Non fossimo stati amati con la priorità e l’eccessività con cui siamo stati amati, avrebbe trovato qualche giustificazione un discutere e un barattare come chi si rapporta con la giustizia. Ma Natale, e poi Pasqua, sono le tappe fondamentali di un amore immisurabile che ci ha raggiunti ancor prima che potessimo cercarlo e perfino immaginarlo. Davanti a un amore non c’è che accettare o rifiutare. La neutralità non si profila come possibile: “Hic Rhodus hic salta”. La libertà è interpellata in modo non eludibile: o ci si inginocchia per piangere di dolore e di gioia e lasciarsi perdonare, o ci si erge a poveri giudici e a fragili potenti che Dio sbaraglia con la sua onnidebolezza.
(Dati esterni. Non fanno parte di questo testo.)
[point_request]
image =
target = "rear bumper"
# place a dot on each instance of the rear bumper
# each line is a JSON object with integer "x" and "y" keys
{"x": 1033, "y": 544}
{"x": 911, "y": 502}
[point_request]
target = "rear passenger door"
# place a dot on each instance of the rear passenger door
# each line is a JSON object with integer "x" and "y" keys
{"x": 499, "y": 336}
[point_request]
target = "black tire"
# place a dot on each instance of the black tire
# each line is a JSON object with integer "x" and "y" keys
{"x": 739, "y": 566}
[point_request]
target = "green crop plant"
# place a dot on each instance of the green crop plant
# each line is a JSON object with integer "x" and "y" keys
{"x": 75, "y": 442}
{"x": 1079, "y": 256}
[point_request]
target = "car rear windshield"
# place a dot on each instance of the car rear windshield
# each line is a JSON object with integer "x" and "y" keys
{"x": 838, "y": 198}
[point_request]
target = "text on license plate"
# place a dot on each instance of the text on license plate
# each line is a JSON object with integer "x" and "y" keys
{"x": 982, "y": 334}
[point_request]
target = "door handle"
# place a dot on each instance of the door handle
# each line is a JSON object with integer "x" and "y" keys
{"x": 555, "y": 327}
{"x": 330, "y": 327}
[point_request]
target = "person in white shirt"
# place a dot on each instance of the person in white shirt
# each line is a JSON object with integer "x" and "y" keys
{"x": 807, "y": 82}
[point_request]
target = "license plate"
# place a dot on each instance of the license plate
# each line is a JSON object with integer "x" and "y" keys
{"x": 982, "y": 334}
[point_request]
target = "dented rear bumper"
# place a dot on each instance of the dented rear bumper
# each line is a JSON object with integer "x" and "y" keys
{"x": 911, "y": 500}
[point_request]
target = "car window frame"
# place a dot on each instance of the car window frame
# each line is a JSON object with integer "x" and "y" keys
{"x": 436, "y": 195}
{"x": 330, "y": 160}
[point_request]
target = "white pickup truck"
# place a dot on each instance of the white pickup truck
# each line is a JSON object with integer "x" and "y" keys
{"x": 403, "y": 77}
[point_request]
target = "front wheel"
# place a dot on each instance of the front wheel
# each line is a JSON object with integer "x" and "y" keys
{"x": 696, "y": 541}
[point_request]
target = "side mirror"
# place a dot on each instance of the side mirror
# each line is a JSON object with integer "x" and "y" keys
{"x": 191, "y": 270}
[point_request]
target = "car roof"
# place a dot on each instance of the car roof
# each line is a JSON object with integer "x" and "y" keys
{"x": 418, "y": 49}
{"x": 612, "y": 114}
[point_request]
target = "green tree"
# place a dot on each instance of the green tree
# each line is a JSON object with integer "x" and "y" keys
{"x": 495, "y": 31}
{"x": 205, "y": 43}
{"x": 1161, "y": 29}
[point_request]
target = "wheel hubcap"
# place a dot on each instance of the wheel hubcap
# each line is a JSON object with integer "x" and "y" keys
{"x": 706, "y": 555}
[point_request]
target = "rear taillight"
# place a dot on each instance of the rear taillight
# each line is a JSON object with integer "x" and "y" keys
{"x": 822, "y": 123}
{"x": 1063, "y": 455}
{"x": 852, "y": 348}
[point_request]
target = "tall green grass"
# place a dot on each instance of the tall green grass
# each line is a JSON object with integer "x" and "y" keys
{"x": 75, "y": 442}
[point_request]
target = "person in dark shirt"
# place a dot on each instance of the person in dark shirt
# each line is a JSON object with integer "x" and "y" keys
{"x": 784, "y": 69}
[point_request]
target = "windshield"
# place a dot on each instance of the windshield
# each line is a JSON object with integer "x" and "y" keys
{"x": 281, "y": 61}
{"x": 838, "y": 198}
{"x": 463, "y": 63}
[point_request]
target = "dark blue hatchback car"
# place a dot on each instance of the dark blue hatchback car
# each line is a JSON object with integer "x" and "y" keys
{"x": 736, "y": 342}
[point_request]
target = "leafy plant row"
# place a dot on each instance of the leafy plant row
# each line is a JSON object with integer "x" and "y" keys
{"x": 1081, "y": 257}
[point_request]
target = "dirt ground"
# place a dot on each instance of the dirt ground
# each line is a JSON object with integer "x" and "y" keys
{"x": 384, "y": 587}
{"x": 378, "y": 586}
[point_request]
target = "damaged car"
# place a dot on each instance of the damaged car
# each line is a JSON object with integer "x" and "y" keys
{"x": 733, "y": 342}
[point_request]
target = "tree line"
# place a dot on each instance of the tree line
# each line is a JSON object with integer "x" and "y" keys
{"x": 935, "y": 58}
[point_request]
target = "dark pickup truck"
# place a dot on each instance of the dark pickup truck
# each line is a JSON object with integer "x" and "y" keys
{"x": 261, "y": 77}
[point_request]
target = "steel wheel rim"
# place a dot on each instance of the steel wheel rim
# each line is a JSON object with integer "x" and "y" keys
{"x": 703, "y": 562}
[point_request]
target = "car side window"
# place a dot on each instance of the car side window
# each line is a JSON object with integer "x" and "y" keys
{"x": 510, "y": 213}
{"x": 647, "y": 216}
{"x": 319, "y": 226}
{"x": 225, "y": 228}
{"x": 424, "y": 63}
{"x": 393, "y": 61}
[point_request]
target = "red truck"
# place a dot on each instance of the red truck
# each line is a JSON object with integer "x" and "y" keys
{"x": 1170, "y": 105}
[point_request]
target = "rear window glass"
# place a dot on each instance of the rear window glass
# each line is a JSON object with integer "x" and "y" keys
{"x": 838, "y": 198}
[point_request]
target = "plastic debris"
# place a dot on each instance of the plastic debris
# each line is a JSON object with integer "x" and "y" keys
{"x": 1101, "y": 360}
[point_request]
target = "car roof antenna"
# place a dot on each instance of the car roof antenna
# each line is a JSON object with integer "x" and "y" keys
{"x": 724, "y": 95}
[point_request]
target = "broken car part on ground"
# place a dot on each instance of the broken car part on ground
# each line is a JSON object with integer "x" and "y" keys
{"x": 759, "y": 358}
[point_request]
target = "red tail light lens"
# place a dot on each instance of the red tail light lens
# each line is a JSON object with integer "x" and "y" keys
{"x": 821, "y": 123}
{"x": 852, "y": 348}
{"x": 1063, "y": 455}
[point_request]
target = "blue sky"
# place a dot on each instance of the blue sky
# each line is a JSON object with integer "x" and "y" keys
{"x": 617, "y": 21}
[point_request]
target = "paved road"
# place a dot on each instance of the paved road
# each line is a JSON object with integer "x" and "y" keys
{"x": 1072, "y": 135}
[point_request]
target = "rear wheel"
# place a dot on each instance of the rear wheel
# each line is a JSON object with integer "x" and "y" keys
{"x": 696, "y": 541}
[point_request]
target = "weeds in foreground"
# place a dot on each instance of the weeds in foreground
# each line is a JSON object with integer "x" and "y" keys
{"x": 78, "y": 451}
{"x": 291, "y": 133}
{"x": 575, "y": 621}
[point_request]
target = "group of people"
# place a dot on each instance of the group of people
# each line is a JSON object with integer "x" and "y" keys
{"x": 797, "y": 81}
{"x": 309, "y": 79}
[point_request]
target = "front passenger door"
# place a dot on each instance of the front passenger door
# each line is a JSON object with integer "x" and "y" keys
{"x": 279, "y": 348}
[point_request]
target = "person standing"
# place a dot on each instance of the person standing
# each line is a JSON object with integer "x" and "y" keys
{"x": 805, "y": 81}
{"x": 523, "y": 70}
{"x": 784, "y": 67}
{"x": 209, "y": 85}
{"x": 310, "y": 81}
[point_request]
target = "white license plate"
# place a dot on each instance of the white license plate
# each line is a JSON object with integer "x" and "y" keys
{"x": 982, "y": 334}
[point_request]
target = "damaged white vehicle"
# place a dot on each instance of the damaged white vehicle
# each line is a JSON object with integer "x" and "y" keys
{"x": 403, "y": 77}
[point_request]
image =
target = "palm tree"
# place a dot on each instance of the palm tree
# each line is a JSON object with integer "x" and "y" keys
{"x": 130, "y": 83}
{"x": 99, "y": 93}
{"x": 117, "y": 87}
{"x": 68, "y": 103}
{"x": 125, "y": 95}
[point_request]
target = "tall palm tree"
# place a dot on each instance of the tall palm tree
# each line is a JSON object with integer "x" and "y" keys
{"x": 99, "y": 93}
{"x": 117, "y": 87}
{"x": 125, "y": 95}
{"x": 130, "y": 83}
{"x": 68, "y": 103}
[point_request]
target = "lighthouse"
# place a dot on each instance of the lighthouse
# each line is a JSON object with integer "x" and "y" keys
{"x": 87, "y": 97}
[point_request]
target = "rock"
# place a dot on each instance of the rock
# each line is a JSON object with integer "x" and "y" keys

Il Natale si mostra, così, come un giorno di giudizio e l’avvìo del giudizio supremo a cui ci toccherà sottoporci al momento della morte e al chiudersi della vicenda terrena. Cristo verrà anche per chi non Lo attende. Cristo si porrà come elemento di beatitudine o di dannazione anche per chi si dichiara ateo, ma non può fare in modo che Dio non esista, non può fare in modo che non esista questo Dio che perdona e dilige tenerissimamente.
Soltanto passando attraverso questo vaglio di Cristo che scruta le reni e i cuori, potremo approdare a una gioia incomparabile: sentiremo che il Signore ha consolato il Suo popolo e ha mostrato la Sua salvezza in una gloria inattesa e necessaria.
Altro che emozionalismo svenevole. Il Natale è festa di conversione. Dio non ci ha amato per burla. Attende la risposta del nostro vivere abbracciati e quasi confusi con Lui e con i nostri fratelli.